Quantitative MO theory- how is the overlap integral and the weighting coefficients of the molecular orbital actually evaluated?

Title. In my inorganic chemistry course, we learn about SALCs and qualitative MO treatment, with only a fleeting reference to the S integral and actual molecular wave functions (only hydrogen, $$\ce{H2}$$, was discussed).

I'm curious about how the S integral is evaluated for MOs in slightly more complex molecules i.e. $$\ce{BF3}$$, $$\ce{CO}$$, $$\ce{H2O}$$, and how the weighting coefficients are found, as they aren't discussed at all at my level.
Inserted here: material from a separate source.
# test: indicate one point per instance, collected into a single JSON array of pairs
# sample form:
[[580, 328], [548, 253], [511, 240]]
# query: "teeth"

Can someone explain this? Thanks!

• In essence, you're asking how we find the MOs of a chemical species, I suppose. That's quite a broad topic; there are several ways of doing it, each with different levels of rigour, you may want to check out e.g. Chpt 15 of Levine's Quantum Chemistry (7th ed.). – orthocresol Feb 12 '19 at 11:59

For a molecule like $$\ce{C2H6}$$, the computational time can vary between several days to weeks and less than a second, depending on sophistication of the computational level and its accuracy. In the end, we obtain an approximate wave-function (containing molecular orbitals), from which approximate properties such as energy or NMR shifts can be obtained. The computer is useful in this by calculating integrals (partially analytic, mostly numeric) and keeping track of many very large matrices.